Biotechnology Industry Trends & Innovations to Watch in 2026

Introduction: Biotechnology Industry Outlook for 2026 Biotech enters 2026 with momentum, as new modalities mature…

Introduction: Biotechnology Industry Outlook for 2026

Biotech enters 2026 with momentum, as new modalities mature and technological capabilities broaden, with breakthroughs accumulating across oncology, metabolic diseases and neuroscience. More broadly, the biopharmaceutical industry is balancing rapid scientific progress with geopolitical tensions, pricing pressures and regulatory changes that complicate growth strategies (1).

Following a stronger second half of 2025, sentiment for 2026 improved globally, with 90% of European and Asian biopharma leaders optimistic about the year ahead, compared with 56% of US leaders, according to Deloitte’s survey of 280 biopharma executives (1).

Nonetheless, big pharma is experiencing a structural problem as the patent cliff emerges as a core pressure point, with a reported 40% of revenue approaching loss of exclusivity in the next six years (2). This helps explain the increased dealmaking in the second half of 2025, which is expected to continue into 2026 as large pharmaceutical companies prioritise late-stage, scalable assets with clear revenue replacement potential (3).

As big pharma reshapes its pipelines, adoption of breakthrough technologies is accelerating in 2026, from spatial multi-omics to Artificial Intelligence (AI). So, let’s explore what the year has in store for biotech.

AI Innovation in Biotechnology

In 2026, the question shifts from who is using AI to where it is truly driving impact. Generative, predictive and agentic AI are accelerating discovery, improving R&D efficiency and enabling data-driven decisions.

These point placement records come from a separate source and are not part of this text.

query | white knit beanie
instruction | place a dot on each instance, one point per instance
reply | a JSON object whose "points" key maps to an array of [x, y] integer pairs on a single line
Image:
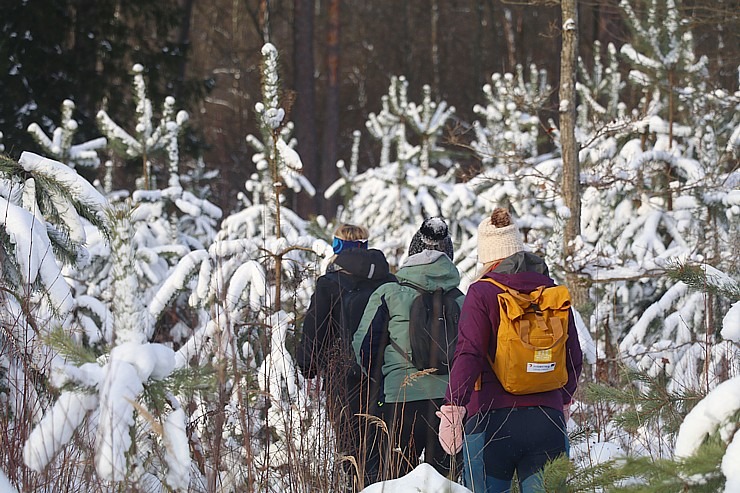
{"points": [[498, 237]]}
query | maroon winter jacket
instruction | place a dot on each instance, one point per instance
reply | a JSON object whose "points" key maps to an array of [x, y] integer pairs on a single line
{"points": [[477, 333]]}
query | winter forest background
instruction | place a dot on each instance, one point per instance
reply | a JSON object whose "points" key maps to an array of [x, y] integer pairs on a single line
{"points": [[152, 301]]}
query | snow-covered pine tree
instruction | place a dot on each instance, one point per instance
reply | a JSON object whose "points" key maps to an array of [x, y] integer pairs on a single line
{"points": [[599, 87], [510, 126], [102, 396], [515, 175], [261, 261], [151, 139], [45, 204], [60, 147], [414, 178]]}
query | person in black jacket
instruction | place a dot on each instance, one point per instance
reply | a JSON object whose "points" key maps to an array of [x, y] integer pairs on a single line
{"points": [[325, 349]]}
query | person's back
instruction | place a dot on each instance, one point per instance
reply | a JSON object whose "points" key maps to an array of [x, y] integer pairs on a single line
{"points": [[325, 350], [504, 433], [411, 396]]}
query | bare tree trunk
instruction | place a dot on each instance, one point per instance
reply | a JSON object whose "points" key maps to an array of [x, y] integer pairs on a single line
{"points": [[183, 39], [477, 81], [331, 111], [304, 108], [435, 47], [508, 23], [571, 167]]}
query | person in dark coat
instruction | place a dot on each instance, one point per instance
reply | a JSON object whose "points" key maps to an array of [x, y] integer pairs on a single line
{"points": [[410, 397], [325, 350], [503, 433]]}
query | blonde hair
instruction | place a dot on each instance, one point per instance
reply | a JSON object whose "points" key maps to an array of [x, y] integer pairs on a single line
{"points": [[351, 232]]}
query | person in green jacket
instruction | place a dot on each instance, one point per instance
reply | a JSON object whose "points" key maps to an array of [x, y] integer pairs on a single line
{"points": [[410, 397]]}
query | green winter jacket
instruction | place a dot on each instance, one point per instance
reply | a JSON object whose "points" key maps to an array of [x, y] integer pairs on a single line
{"points": [[390, 306]]}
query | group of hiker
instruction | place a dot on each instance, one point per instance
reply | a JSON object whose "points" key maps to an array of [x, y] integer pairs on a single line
{"points": [[478, 384]]}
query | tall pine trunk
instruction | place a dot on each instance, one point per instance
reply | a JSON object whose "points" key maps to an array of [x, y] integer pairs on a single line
{"points": [[571, 167], [331, 109], [304, 108]]}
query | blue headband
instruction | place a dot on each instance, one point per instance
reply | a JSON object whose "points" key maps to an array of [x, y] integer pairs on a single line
{"points": [[339, 244]]}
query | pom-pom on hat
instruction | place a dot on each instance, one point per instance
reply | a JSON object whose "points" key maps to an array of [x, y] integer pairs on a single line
{"points": [[498, 237], [432, 235]]}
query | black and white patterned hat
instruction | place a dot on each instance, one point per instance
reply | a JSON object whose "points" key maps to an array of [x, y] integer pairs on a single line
{"points": [[432, 235]]}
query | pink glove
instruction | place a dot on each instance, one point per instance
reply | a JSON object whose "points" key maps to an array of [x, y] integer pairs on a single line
{"points": [[451, 428]]}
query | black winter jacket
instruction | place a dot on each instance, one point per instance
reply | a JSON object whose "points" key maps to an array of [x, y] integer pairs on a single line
{"points": [[336, 309]]}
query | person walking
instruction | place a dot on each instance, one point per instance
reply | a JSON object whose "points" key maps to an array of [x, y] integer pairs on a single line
{"points": [[504, 432], [325, 349], [410, 396]]}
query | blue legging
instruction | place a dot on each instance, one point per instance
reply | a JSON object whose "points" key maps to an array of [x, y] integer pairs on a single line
{"points": [[502, 441]]}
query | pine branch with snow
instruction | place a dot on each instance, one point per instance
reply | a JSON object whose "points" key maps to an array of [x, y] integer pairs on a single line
{"points": [[510, 126], [151, 139], [60, 147]]}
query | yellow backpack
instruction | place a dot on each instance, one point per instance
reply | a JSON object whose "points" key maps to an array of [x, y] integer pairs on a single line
{"points": [[530, 347]]}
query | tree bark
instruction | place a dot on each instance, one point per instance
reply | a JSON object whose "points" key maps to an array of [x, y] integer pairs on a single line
{"points": [[569, 146], [331, 110], [435, 47], [183, 40], [304, 108]]}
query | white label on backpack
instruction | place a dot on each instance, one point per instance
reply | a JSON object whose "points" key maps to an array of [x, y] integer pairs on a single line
{"points": [[542, 355], [540, 367]]}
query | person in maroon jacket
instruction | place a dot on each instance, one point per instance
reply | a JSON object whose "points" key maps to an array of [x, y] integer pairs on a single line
{"points": [[503, 433]]}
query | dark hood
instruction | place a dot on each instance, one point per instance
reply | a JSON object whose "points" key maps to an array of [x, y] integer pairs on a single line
{"points": [[523, 271], [365, 264]]}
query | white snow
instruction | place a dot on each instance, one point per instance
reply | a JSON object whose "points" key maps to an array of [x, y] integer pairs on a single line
{"points": [[423, 479]]}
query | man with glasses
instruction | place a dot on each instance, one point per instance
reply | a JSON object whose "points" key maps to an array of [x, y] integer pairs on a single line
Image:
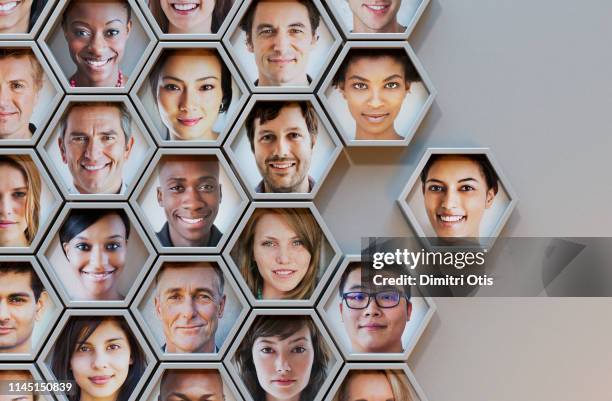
{"points": [[374, 316]]}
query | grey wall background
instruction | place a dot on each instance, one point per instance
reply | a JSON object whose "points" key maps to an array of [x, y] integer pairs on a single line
{"points": [[532, 81]]}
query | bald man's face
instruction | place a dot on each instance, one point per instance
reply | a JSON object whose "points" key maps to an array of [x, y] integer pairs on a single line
{"points": [[191, 385]]}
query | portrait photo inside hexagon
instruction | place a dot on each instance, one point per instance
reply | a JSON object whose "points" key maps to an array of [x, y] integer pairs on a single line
{"points": [[190, 201], [376, 94], [96, 254], [190, 95], [282, 43], [101, 355], [27, 200], [97, 148], [368, 319], [190, 307], [283, 147], [26, 309], [26, 94], [458, 196], [282, 253], [97, 43]]}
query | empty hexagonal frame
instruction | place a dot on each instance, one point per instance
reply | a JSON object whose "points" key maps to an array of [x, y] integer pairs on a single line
{"points": [[101, 248], [40, 95], [478, 222], [389, 380], [12, 375], [313, 144], [165, 308], [95, 56], [191, 381], [294, 240], [15, 277], [34, 211], [200, 196], [286, 330], [222, 15], [397, 22], [377, 93], [342, 324], [94, 328], [117, 160], [213, 110], [299, 63]]}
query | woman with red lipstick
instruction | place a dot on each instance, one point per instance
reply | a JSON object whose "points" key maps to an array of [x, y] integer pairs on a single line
{"points": [[190, 16], [279, 253], [95, 244], [97, 32], [20, 189], [283, 358], [101, 355]]}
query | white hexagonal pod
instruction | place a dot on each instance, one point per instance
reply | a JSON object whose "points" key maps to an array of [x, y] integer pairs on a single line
{"points": [[31, 329], [443, 209], [184, 307], [128, 361], [293, 242], [391, 21], [101, 248], [377, 93], [195, 24], [287, 56], [394, 381], [299, 133], [28, 215], [191, 381], [103, 51], [191, 203], [15, 375], [96, 162], [390, 327], [196, 88], [39, 95], [289, 350]]}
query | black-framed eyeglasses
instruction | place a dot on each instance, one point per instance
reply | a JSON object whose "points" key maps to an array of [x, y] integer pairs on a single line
{"points": [[361, 300]]}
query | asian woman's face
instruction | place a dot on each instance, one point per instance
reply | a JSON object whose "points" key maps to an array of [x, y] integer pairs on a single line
{"points": [[189, 94], [188, 16], [283, 366], [100, 364], [97, 255], [14, 193], [97, 32], [374, 89], [456, 197], [280, 254]]}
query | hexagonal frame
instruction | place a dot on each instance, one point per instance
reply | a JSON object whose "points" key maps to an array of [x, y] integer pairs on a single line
{"points": [[330, 292], [53, 273], [325, 19], [47, 33], [134, 200], [378, 45], [53, 298], [144, 76], [415, 177], [238, 128], [379, 36], [326, 273], [46, 352], [49, 136], [335, 365], [146, 328], [377, 366], [50, 106], [53, 208]]}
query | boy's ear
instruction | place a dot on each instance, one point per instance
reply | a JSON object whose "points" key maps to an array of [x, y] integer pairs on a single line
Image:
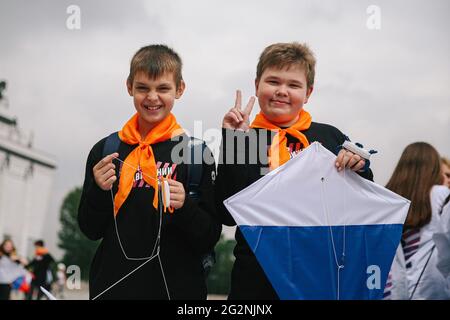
{"points": [[180, 89], [129, 88], [308, 93]]}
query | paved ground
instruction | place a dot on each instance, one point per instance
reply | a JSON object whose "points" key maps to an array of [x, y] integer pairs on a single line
{"points": [[83, 294]]}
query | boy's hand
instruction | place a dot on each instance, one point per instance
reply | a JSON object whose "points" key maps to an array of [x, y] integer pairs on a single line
{"points": [[347, 159], [105, 172], [177, 194], [237, 119]]}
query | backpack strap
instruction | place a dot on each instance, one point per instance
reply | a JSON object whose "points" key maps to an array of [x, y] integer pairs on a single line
{"points": [[112, 144], [196, 148]]}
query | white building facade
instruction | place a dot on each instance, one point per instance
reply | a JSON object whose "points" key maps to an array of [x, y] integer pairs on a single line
{"points": [[26, 177]]}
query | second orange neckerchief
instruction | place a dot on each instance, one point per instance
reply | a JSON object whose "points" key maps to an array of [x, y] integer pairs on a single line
{"points": [[142, 156], [279, 142]]}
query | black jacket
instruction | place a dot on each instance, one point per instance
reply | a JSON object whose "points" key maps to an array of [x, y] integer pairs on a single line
{"points": [[186, 235], [248, 164]]}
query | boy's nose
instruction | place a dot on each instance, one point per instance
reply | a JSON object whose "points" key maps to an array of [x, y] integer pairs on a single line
{"points": [[152, 96], [281, 91]]}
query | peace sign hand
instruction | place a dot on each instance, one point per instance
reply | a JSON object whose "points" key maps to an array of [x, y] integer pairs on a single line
{"points": [[236, 118]]}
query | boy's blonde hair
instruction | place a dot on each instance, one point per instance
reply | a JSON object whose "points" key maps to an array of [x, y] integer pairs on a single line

Adoption is now formalising at both regulatory and organisational levels. In December 2025, FDA guidance supports AI as a transparent decision-making tool (4). Moreover, a 2025 ICON survey found that 76% of biotech leaders expect AI to accelerate R&D within two years, underscoring the shift from hype to operational impact (5).

AI is moving beyond workflow optimisation into core biologics design, enabling the in-silico creation of antibodies and proteins. In January 2026, Absci deployed its Origin-1 AI model for de novo antibody design, targeting previously unaddressed “zero prior epitope” interfaces and advancing hard-to-drug biologics into the clinic with accelerated timelines (6). Additionally, companies like Cradle Bio are leveraging protein language models to engineer enzymes and receptor-binding proteins (7).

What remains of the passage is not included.